Девять двухмоторных бомбардировщиков, сделав разворот, взяли курс прямо на Ереван. Их темная, даже, скорее, черная окраска сразу навела на мысль: «Не наши. У нас все машины такого типа беловатые… Фашисты?..»

К моей тройке пристраиваются еще два звена «чаек». Эскадрилья собирается. Несколько машин отстали и догоняют. Покачиванием самолета даю сигнал «Внимание!» и, сделав разворот, иду на сближение с бомбардировщиками. Оружие изготовлено к бою. Цель близка. По очертаниям силуэтов определяю: это наши самолеты ДБ-3, хотя опознавательных знаков и не видно. Как быть?.. Они невозмутимо, крыло в крыло летят на город. Стоит мне сейчас сделать какое-нибудь неосторожное движение — и может разыграться трагедия. «Бить своих?.. А если на них немецкие летчики?..» Колебание, страх, злость охватывают меня. В голове возникает новая мысль: «Не так давно мы имели хорошие отношения с Турцией, и не запродало ли тогда наше правительство несколько таких самолетов соседу?»

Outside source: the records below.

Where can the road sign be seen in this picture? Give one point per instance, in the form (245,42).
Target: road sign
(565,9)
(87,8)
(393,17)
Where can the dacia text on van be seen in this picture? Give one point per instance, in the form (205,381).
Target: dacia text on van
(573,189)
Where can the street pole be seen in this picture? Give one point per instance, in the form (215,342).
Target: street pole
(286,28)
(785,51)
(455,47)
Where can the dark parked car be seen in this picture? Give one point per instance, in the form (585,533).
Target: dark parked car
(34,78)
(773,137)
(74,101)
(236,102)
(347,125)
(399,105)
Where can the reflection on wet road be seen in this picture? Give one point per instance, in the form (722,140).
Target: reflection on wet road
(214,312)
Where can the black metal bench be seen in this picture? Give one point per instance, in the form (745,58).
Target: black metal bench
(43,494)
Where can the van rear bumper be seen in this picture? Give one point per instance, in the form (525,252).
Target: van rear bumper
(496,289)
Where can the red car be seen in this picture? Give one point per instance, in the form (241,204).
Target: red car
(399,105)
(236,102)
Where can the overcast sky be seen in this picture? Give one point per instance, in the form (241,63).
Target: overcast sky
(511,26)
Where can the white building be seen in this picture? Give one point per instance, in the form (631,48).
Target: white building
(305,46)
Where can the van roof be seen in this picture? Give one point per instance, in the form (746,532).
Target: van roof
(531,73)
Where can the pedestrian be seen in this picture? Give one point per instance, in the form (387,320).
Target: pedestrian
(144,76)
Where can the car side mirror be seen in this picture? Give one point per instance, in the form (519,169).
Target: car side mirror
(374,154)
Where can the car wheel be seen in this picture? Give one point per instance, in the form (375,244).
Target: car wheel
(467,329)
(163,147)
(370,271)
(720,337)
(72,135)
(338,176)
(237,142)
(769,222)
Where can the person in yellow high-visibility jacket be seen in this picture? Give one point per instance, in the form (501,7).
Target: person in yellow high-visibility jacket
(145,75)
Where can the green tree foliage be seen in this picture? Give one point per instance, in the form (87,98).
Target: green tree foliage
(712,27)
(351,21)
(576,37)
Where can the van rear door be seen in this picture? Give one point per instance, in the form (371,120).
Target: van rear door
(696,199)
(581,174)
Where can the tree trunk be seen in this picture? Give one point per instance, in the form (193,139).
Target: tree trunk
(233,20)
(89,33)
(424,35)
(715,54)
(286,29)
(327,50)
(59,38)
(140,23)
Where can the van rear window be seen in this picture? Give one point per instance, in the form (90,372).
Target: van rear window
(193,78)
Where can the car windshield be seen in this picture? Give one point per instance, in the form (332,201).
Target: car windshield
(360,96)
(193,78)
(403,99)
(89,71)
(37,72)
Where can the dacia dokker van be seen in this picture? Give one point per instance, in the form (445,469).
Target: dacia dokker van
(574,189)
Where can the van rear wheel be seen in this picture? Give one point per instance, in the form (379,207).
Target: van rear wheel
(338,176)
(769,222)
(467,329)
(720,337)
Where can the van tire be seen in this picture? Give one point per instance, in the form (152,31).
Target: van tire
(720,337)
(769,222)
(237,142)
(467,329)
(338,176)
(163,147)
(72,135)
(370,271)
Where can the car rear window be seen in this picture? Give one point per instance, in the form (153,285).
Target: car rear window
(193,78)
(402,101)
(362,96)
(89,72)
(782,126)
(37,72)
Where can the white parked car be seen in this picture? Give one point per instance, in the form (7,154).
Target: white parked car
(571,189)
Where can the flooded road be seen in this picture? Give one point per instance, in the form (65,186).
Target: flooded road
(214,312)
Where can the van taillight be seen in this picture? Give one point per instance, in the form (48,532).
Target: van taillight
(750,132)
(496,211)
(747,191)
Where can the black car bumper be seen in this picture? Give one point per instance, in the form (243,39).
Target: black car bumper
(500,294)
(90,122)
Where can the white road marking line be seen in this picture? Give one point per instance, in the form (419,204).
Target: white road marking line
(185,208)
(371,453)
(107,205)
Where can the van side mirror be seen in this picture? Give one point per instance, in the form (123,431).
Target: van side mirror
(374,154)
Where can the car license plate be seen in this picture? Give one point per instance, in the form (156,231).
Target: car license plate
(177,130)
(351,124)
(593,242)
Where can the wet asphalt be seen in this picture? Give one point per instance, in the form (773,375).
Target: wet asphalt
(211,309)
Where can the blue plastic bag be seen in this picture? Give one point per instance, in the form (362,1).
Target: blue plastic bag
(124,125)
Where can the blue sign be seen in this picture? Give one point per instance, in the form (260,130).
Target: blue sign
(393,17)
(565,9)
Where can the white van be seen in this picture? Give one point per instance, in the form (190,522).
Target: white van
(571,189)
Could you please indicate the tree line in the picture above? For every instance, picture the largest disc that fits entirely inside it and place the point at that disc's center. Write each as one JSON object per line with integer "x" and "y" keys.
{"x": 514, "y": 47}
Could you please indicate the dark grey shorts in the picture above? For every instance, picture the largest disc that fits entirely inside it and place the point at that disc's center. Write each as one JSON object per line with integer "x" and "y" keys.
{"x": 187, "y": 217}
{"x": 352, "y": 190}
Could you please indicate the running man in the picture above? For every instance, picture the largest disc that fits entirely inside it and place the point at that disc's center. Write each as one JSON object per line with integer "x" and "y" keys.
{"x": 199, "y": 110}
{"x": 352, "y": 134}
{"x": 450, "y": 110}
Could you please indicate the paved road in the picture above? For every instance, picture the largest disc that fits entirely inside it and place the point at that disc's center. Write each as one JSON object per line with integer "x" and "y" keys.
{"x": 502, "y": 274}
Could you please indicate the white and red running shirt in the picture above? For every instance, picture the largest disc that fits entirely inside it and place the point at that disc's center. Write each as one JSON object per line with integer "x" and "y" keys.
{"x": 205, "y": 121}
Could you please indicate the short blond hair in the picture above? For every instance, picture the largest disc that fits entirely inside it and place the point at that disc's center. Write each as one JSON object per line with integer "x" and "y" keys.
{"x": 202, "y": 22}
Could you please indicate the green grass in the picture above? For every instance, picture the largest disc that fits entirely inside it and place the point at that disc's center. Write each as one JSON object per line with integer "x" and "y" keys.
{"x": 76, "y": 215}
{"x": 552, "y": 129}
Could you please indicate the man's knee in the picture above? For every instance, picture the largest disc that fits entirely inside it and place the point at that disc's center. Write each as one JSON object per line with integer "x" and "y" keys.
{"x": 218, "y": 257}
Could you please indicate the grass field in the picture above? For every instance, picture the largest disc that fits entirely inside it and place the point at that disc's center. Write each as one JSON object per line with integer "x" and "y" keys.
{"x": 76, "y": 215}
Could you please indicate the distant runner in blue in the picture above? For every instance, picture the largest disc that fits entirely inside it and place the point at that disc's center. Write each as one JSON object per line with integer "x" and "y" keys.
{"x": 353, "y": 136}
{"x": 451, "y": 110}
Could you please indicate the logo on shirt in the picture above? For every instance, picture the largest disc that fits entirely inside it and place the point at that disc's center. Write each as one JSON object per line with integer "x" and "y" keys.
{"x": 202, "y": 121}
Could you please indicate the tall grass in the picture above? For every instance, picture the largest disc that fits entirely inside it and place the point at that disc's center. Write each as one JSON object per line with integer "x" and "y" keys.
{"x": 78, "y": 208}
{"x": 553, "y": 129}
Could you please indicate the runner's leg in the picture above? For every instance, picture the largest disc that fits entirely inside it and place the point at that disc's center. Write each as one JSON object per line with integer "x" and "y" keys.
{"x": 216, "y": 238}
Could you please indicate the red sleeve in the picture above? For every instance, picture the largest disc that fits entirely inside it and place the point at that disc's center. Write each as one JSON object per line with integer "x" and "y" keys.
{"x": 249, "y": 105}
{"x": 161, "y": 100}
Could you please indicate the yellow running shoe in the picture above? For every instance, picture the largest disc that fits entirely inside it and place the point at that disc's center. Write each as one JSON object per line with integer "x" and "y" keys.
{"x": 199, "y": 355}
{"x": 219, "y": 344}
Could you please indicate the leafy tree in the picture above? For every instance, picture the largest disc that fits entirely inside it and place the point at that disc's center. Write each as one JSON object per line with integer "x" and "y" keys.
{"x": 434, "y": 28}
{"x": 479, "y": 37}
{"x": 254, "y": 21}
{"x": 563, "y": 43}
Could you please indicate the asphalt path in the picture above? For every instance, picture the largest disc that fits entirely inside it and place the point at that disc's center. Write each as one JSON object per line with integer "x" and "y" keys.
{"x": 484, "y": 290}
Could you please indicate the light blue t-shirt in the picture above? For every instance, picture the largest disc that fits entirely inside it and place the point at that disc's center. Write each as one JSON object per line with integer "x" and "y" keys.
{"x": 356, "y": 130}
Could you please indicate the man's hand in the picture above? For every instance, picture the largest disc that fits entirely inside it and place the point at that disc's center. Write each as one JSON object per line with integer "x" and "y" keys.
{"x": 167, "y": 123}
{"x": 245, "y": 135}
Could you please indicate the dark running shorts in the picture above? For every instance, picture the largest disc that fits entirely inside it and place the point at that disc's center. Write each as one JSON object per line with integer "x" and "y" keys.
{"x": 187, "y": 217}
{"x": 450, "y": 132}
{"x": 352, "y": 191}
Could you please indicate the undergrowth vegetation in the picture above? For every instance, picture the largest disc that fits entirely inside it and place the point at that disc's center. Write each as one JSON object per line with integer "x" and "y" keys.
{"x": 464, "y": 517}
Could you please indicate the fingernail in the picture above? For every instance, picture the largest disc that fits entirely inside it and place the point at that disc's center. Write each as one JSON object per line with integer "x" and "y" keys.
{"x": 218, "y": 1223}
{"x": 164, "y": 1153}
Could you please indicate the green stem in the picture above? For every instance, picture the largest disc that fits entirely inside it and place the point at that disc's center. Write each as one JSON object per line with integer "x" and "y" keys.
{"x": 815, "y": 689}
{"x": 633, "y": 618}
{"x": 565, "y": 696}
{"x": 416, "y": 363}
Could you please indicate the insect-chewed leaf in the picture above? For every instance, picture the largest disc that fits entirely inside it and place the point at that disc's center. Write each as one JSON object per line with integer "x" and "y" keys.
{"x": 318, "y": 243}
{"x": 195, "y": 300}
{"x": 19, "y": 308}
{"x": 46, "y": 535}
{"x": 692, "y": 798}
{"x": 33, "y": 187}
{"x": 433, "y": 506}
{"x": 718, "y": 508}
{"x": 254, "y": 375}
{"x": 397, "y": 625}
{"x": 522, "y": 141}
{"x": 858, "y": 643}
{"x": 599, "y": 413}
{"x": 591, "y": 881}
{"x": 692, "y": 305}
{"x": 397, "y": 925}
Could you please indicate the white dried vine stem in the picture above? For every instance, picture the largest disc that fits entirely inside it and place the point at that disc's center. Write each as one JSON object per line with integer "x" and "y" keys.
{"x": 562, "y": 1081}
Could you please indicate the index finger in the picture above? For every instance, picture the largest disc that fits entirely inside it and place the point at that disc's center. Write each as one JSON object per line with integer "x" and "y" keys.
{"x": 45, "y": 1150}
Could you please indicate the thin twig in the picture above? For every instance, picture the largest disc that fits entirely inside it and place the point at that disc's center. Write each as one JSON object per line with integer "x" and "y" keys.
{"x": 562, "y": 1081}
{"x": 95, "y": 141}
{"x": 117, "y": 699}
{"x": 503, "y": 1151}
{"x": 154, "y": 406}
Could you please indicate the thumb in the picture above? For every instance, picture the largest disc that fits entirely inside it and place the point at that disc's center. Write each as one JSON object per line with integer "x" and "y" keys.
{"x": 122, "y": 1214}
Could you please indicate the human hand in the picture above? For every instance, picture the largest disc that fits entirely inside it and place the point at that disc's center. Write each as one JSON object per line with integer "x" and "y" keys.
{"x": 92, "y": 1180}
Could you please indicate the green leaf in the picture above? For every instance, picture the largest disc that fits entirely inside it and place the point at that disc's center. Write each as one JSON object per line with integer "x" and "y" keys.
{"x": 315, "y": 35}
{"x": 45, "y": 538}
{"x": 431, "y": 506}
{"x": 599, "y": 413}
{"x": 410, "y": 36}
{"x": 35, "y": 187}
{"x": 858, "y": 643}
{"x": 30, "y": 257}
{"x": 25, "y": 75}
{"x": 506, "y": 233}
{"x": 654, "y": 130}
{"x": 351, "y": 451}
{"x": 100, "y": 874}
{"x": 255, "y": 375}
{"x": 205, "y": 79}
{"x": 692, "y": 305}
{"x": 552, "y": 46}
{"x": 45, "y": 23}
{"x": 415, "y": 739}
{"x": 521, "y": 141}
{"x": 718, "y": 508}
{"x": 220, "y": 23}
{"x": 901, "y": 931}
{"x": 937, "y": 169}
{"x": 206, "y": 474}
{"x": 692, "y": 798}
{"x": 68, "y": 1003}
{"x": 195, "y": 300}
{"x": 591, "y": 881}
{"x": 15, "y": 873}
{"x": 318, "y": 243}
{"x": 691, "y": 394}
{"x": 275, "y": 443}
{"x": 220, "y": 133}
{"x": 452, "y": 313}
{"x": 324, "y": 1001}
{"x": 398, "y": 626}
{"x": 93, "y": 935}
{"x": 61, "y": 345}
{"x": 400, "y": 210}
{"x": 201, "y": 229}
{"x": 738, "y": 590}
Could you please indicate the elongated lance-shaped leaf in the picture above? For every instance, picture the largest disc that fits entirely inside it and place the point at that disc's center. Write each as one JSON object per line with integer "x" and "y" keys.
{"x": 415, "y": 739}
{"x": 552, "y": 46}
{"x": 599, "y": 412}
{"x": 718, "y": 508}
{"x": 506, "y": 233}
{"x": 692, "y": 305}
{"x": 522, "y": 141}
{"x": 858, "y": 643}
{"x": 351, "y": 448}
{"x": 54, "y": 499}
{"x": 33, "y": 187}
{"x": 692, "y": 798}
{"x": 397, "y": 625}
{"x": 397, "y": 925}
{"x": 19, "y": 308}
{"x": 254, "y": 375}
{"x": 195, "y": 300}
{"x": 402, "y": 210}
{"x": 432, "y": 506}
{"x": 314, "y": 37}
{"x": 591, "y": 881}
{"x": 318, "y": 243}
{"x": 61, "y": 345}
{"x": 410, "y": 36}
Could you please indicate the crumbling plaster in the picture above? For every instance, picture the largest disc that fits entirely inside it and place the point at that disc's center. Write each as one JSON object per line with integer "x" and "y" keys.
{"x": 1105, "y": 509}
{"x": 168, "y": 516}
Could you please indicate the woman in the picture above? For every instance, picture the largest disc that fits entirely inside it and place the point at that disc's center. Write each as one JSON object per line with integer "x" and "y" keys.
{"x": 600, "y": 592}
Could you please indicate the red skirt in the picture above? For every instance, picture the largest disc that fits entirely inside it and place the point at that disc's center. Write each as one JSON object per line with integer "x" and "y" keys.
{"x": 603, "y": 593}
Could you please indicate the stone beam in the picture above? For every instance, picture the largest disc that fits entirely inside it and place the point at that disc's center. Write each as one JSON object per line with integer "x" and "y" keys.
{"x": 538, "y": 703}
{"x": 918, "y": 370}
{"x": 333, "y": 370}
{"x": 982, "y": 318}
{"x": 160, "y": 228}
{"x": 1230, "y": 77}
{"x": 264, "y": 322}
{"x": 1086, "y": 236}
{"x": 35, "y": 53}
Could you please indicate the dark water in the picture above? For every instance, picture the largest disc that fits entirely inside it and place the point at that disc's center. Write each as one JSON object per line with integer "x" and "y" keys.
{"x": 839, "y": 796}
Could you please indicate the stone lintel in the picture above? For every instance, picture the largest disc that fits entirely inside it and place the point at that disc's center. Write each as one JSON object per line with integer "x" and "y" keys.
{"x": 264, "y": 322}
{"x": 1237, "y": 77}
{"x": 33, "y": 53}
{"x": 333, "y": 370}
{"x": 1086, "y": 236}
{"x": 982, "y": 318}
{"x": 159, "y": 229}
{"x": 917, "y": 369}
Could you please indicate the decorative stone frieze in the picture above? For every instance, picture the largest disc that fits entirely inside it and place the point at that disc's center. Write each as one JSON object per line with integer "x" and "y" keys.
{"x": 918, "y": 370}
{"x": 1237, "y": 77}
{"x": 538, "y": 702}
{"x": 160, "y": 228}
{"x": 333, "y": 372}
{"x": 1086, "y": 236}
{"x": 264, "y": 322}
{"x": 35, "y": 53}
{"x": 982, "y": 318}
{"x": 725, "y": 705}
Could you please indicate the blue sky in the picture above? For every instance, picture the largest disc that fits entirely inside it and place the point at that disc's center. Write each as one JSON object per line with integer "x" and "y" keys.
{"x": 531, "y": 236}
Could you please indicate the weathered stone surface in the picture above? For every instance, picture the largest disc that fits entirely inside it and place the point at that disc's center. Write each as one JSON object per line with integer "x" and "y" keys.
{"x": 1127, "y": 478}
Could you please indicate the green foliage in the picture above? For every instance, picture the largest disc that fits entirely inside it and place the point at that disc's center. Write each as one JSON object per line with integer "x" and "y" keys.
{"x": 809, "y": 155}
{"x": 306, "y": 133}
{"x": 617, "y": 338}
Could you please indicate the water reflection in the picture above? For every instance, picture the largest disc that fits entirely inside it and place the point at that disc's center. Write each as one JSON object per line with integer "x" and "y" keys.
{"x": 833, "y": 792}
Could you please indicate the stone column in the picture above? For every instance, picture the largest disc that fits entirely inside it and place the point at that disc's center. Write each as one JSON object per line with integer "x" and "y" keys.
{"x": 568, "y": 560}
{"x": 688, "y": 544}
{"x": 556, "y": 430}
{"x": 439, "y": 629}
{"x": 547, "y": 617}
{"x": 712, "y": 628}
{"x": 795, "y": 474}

Подозрительная группа уже недалеко. Нужно предупредительным огнем попытаться отвернуть ее от города, а потом уже принять окончательное решение. А что, если летчики поймут это как сигнал атаки? Не подходить близко, стрелять далеко впереди девятки. Если бы работало радио, как бы все было просто!..

Но что это? Подворачиваюсь. Чернеющие самолеты, словно испугавшись, начали менять курс и отходить от Еревана. Я обрадовался: поняли мое намерение!

Девятка, чуть изменив линию полета, теперь пошла точно на дымящий во все трубы завод «Каучук». Самолеты оказались так близко, что вот-вот могут посыпаться бомбы. Нет сомнения: завод для противника — главная цель.

Желание атаковать настолько велико, что я немедленно круто повернул «чайку». Знакомые силуэты отечественных бомбардировщиков не шелохнулись, ни один турельный пулемет не дрогнул. Промелькнули в памяти картины боев с японцами на Халхин-Голе. Так спокойно противник никогда не встречал истребителей: строй в таких обстоятельствах всегда колебался, нервы стрелков не выдерживали, и они еще издали начинали палить из пулеметов. «Это свои», — твердо решил я и еще круче, чем начинал сближение, переложил «чайку» в обратную сторону. Весь строй эскадрильи повторил маневр, и я повел ее параллельным курсом с бомбардировщиками метрах в трехстах на одной высоте.